Was die Interdisziplinarität betrifft, so ist sie, um eine ganze Gesellschaftsform und ihre Geschichte erfassen zu können, schlichte Notwendigkeit. Die Fragmentierung des Wissens, die wesentlich durch die Zerteilung in die herkömmlichen Disziplinen zustande kommt und größere Zusammenhänge unsichtbar macht, wird auf diese Weise aufgehoben. Im Gegensatz zu diesen Disziplinen kommt es nicht auf noch mehr Spezialistentum an, sondern auf das Erkennen und Integrieren von gesellschaftlichen und geschichtlichen Zusammenhängen. Das erste Kapitel dieses Buches, die kritische Forschungsgeschichte zum Thema Matriarchat, zeigt deutlich, welche verschiedenen Forschungszweige dafür relevant sind, um dem Thema gerecht zu werden. Die hier notwendige Interdisziplinarität umfasst nicht weniger als sämtliche Sozial- und Kulturwissenschaften, und gelegentlich braucht es auch Resultate aus einzelnen Naturwissenschaften.

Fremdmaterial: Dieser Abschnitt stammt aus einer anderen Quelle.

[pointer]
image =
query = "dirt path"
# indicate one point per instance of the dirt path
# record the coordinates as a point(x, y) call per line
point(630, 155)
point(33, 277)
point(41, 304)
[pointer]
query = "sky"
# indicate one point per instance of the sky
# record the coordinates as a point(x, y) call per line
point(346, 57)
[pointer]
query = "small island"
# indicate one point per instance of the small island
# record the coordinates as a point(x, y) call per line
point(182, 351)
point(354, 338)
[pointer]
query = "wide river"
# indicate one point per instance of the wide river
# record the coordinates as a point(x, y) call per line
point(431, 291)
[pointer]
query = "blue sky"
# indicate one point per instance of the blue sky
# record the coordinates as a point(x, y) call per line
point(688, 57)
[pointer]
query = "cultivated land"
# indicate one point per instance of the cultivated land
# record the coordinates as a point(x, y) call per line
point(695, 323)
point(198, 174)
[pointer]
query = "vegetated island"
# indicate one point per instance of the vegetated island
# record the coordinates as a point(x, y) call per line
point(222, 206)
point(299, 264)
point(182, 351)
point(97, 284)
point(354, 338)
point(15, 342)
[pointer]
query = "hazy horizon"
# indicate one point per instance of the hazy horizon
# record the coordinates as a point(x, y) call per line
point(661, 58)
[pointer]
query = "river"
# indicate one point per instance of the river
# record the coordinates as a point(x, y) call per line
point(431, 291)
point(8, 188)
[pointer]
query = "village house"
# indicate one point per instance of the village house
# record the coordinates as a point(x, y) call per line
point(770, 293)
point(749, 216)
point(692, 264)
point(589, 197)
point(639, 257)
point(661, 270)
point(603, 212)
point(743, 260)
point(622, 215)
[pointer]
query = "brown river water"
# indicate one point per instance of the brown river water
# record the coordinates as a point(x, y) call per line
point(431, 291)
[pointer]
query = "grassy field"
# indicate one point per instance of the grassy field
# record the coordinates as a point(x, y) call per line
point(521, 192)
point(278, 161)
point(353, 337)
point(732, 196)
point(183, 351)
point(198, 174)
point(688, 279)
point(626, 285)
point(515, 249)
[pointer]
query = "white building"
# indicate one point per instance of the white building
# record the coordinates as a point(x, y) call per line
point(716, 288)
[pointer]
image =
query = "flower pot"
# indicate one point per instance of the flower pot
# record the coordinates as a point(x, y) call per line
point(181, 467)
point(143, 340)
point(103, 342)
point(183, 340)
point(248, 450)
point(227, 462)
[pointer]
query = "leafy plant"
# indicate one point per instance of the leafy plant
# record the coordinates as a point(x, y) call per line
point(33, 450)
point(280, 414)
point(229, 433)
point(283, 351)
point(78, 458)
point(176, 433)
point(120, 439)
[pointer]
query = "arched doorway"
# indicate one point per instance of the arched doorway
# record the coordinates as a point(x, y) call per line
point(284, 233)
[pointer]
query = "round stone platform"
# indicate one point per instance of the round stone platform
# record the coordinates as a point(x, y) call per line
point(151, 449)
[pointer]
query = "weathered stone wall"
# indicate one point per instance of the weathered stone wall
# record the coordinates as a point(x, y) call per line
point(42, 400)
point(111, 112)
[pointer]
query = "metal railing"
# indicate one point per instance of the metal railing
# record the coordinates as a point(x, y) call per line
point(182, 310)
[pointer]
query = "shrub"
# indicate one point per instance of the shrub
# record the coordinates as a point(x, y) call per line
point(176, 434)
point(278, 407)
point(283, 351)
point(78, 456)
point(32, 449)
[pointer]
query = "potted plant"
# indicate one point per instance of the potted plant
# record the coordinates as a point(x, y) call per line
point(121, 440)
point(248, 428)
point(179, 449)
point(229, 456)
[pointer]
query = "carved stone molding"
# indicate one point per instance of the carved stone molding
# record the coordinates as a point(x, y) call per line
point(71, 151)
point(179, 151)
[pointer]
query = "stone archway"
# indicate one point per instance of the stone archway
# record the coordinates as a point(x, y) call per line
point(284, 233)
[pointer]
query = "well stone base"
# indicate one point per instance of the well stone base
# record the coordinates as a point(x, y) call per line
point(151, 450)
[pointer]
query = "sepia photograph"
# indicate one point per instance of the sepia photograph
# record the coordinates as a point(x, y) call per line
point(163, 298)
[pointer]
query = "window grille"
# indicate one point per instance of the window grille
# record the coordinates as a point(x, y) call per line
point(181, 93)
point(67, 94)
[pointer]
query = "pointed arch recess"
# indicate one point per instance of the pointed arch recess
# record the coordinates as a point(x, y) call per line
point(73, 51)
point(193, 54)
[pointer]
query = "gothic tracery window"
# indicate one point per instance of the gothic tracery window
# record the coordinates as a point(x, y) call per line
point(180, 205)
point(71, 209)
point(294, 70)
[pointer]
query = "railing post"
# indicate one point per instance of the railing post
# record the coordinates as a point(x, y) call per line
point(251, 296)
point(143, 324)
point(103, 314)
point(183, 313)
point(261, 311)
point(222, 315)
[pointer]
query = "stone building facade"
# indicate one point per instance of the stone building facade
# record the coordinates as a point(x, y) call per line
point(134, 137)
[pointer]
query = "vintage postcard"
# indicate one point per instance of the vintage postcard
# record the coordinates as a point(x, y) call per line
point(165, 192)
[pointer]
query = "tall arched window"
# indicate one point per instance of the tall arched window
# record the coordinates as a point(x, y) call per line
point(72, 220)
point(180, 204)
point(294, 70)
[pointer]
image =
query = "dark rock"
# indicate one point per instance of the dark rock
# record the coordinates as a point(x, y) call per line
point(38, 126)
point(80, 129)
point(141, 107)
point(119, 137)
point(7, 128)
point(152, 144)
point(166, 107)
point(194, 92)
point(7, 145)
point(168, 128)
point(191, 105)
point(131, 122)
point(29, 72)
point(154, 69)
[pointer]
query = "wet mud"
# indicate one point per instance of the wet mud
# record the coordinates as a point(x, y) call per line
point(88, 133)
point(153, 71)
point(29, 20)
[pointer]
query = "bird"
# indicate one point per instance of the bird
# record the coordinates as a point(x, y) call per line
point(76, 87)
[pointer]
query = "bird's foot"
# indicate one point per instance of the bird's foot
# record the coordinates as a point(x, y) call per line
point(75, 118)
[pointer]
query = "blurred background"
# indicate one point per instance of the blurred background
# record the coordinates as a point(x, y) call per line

Um jedoch zu wissenschaftlichen Erkenntnissen zu kommen, muss die Beliebigkeit von Eklektizismus, der sich wahllos überall bedient, vermieden werden. Denn das würde nur wieder eine andere Art von Fragmentierung mit sich bringen. Es ist deshalb erforderlich, die relevanten Forschungszweige für die Entwicklung der Theorie systematisch aufeinander zu beziehen, was eine systematische Interdisziplinarität ergibt. Dabei wird diese Anordnung je nach theoretischem Schwerpunkt unterschiedlich ausfallen, ebenso wird sie für Einzelstudien im Rahmen der Theorie unterschiedlich sein. In jedem Fall braucht es aber die ausdrückliche Nennung der verwendeten Forschungszweige und eine logische Begründung für die jeweils gewählte Anordnung.

Die Ideologiekritik ist hier immer die Kritik patriarchaler Ideologie. Aber auch sie braucht eine Methode, um sich nicht selbst wieder in undurchschauter Ideologie zu verfangen. Eine solche Methode wurde 1978 von mir skizziert und 1988 ausgearbeitet.14 In ihr kommen ein Negativ-Verfahren und ein Positiv-Verfahren zur Anwendung. Im Negativ-Verfahren werden die typischen Vorurteile herausgefunden, die zum Thema Matriarchat in der Forschungsliteratur auf Schritt und Tritt zu sehen sind. Dafür ist die Interdisziplinarität von großem Vorteil, denn beim Vergleich von Forschermeinungen aus verschiedenen Disziplinen – aber auch schon in einer einzigen Disziplin – enthüllen sich die unvollständigen, einseitigen und verzerrten Darstellungen. Ich habe diese Vorurteile in einer Liste zusammengestellt, und es ist nützlich, sie im Auge zu behalten, um in der Forschung die Sache von der Ideologie trennen zu können.

Diese typischen Vorurteile sind:

• erstens die Beurteilung des Geschlechterverhältnisses in matriarchalen Kulturen nach patriarchalen Mustern und Normen; diese sind die eigentlich ideologischen Vorurteile.

Aus diesen ergeben sich sachliche Vorurteile, die oft den eigenen Ergebnissen der Forscher widersprechen, woraus sich logische Widersprüche in der Argumentation ergeben. Zu dieser Gruppe gehört:

• zweitens die Leugnung der Existenz von Matriarchaten überhaupt oder ihrer Eigenstruktur und Eigenwertigkeit, die natürlich wegen der ersteren Vorurteile nicht erkannt werden kann.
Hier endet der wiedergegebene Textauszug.